Brooke Nicholls Nelson: Exercise, nutrition as important for pets as owners
Sep 15, 2013 | 4170 views |  0 comments | 36 36 recommendations | email to a friend | print
Labradors Hoover, 11, and Tex, 15, follow 7-year-old Fudge on a run in the woods by their house. Submitted photo
Labradors Hoover, 11, and Tex, 15, follow 7-year-old Fudge on a run in the woods by their house. Submitted photo
The country’s obesity problem is as serious for four-legged animals as it is for two-legged ones. The same medical issues that plague overweight humans — heart problems, diabetes, cancer, joint problems — are prevalent in overweight pets, as well.

So, what’s a pet to do? My veterinarian husband says he has yet to hear of a dog who can open up the fridge and fix his own food. Translation: It’s the owner’s fault when a pet is overweight. You, the owner, have sole control over what goes in your pet’s mouth. Overfeeding pets, or feeding them table scraps and high-calorie treats, is not responsible pet ownership and can lead to serious health issues down the road.

Just like humans, each pet’s metabolism is different. I have two older Labradors, 11-year-old Hoover and 15-year-old Tex, and one younger one, Fudge, who is 7. Tex, the oldest of the bunch, is prone to gaining weight. I can feed all three the exact same amount of the exact same food, but only Tex gains weight. So he is on a lower-calorie diet than the other two.

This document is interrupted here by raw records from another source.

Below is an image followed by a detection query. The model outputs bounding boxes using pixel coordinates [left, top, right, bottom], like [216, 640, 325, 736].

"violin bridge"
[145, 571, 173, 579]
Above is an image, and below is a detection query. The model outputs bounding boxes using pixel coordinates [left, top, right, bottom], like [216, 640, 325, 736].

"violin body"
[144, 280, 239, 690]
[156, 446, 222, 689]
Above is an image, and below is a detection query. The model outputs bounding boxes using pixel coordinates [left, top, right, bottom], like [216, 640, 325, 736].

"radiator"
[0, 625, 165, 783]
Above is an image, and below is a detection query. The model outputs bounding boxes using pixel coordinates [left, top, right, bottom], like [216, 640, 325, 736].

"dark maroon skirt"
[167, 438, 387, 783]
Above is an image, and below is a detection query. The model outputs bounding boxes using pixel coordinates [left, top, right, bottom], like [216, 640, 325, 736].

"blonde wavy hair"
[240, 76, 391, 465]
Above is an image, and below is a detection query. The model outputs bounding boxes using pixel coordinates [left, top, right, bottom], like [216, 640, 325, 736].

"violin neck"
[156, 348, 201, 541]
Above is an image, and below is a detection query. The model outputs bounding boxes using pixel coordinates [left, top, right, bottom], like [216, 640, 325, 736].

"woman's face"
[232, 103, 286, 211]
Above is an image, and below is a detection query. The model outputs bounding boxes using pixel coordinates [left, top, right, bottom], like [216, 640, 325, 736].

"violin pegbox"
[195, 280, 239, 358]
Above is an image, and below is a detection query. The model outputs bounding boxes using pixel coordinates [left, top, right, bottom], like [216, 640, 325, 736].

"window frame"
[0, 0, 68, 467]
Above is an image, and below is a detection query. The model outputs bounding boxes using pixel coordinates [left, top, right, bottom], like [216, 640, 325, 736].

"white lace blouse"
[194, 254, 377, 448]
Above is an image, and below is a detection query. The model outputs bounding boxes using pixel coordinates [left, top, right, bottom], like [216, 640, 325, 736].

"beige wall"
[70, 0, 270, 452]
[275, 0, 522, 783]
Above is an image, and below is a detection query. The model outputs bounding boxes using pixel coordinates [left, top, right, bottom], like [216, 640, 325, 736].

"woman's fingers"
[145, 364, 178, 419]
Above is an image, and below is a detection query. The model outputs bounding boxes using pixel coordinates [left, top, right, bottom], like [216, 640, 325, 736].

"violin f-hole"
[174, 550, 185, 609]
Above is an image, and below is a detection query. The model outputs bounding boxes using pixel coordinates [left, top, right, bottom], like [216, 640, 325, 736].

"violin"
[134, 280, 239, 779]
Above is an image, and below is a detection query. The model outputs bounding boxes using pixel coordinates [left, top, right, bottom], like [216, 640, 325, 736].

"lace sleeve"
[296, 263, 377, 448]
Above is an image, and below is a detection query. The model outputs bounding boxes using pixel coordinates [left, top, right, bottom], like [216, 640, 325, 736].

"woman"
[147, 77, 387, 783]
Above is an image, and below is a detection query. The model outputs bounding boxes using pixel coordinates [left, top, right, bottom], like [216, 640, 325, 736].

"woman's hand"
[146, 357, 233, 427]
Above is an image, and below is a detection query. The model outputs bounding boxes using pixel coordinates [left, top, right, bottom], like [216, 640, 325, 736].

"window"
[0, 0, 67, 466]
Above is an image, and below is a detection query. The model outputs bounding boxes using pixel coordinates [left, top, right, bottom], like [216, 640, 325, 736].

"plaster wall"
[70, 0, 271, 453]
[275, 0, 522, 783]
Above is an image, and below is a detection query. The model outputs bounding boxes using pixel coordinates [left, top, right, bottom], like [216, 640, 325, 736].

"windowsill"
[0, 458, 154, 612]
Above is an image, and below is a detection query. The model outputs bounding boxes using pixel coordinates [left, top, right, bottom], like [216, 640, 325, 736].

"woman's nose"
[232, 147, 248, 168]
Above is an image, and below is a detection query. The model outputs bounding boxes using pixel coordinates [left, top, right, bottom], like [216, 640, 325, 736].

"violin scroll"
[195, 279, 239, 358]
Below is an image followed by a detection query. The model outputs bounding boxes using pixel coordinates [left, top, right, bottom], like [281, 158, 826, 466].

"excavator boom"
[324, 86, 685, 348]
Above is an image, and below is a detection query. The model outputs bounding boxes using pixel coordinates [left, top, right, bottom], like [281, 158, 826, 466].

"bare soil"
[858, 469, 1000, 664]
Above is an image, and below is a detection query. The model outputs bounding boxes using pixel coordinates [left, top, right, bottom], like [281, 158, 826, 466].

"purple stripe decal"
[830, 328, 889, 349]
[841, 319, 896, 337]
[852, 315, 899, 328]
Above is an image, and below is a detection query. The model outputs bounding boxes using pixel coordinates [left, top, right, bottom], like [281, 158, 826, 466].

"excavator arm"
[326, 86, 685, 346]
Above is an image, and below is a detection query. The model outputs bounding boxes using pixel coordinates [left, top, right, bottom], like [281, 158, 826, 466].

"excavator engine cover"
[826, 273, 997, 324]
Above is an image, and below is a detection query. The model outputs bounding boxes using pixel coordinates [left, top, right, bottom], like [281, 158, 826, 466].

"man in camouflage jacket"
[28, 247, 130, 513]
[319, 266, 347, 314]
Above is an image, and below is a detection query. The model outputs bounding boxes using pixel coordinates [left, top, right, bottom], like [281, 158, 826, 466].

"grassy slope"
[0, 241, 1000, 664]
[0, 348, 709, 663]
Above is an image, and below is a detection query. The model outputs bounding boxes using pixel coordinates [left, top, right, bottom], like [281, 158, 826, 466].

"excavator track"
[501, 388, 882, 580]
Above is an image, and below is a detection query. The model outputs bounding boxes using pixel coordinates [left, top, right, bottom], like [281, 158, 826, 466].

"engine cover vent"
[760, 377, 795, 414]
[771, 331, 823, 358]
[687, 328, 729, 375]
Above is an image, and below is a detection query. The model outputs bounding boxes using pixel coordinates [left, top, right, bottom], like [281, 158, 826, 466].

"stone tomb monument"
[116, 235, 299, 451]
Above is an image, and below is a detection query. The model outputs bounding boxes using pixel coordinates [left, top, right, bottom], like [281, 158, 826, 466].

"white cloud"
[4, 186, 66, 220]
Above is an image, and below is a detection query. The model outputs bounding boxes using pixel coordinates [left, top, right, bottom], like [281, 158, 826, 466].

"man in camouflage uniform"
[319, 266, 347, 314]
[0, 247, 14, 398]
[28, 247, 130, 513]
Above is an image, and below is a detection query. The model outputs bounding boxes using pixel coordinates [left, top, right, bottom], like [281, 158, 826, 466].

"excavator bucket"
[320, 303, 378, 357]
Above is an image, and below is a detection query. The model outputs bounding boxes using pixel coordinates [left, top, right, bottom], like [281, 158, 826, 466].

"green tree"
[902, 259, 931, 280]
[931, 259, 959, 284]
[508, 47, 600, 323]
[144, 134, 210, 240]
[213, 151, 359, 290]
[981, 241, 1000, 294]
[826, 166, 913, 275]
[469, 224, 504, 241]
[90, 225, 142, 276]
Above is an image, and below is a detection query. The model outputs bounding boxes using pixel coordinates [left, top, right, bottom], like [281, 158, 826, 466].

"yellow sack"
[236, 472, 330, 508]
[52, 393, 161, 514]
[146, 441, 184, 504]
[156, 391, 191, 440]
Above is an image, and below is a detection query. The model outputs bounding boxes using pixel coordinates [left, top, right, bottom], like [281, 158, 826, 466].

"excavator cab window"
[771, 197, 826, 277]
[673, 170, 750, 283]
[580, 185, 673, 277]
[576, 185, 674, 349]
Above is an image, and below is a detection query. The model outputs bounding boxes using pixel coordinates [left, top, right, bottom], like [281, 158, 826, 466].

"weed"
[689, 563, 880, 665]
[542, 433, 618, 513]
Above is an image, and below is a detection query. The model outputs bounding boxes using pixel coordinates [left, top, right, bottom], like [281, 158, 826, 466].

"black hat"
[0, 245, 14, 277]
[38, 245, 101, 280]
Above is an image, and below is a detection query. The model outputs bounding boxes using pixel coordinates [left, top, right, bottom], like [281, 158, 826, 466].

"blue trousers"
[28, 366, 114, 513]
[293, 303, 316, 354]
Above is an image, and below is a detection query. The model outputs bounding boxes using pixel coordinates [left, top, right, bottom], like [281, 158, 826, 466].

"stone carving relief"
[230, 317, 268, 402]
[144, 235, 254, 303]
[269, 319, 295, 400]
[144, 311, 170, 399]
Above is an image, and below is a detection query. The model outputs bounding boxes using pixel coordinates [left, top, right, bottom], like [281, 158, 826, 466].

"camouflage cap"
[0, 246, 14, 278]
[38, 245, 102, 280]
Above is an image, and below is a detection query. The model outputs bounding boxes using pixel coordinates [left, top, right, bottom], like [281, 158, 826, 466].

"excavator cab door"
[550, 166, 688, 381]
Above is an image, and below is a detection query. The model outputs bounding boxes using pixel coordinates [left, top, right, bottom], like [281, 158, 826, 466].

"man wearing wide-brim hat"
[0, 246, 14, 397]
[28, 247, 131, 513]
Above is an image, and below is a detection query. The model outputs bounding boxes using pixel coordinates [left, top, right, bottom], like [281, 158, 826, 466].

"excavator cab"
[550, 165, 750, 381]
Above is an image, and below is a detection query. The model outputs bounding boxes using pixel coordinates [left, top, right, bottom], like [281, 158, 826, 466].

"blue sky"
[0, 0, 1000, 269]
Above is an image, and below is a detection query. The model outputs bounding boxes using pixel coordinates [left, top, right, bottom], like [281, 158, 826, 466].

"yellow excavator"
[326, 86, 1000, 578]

As a pet owner, it’s my responsibility to exercise my three dogs and to monitor their nutrition. All three of my dogs love long walks and swimming in the lake by our house. After walking, I often take the younger one on a run. It’s good for them and good for me.

The physical benefits of exercise are extremely important, but the behavioral benefits are just as valuable. I feel so much better after a hard workout, and so do my dogs. Dogs are just naturally active — always running and chasing things, looking for something to get into.

If that need is not fed with positive outlets, dogs will find another way to fill it, and this can spell trouble in the form of digging, chewing, hyperactivity and barking. A set exercise routine can keep bad behaviors from ever starting. It’s important to start pet exercise at an early age so that it becomes a habit, something both you and your pet can look forward to each day.

What type of exercise is advisable? It depends on your pet’s breed, age and current fitness level. Check with your veterinarian to make sure the fitness outlet you choose is appropriate for your pet.

Generally, young dogs and puppies need short distance walks or short burst exercises like chasing balls or Frisbees for brief time periods. Dogs grow quickly, and it’s easy to add time and difficulty to workouts as pets age.

Heat is always an issue when exercising a pet. Some breeds are more prone to overheating and breathing problems, so be aware of your pet’s specific needs. Take frequent water breaks, or find a route near a lake or stream, and let them get in a swim at the same time.

As your pet’s fitness level increases, so will yours. According to the American Society for the Prevention of Cruelty to Animals, dog owners spend twice as much time walking per week as non-dog owners — our pets motivate us to be more active.

You may find that 10-minute walk needs to be extended to a walk-jog program. Better yet, choose a goal, like a pet-friendly 5K, to motivate you even more.

Make your pets’ health a priority and you won’t just increase their life expectancy and lower the risk of medical issues, you’ll also find the bond between you is stronger than ever.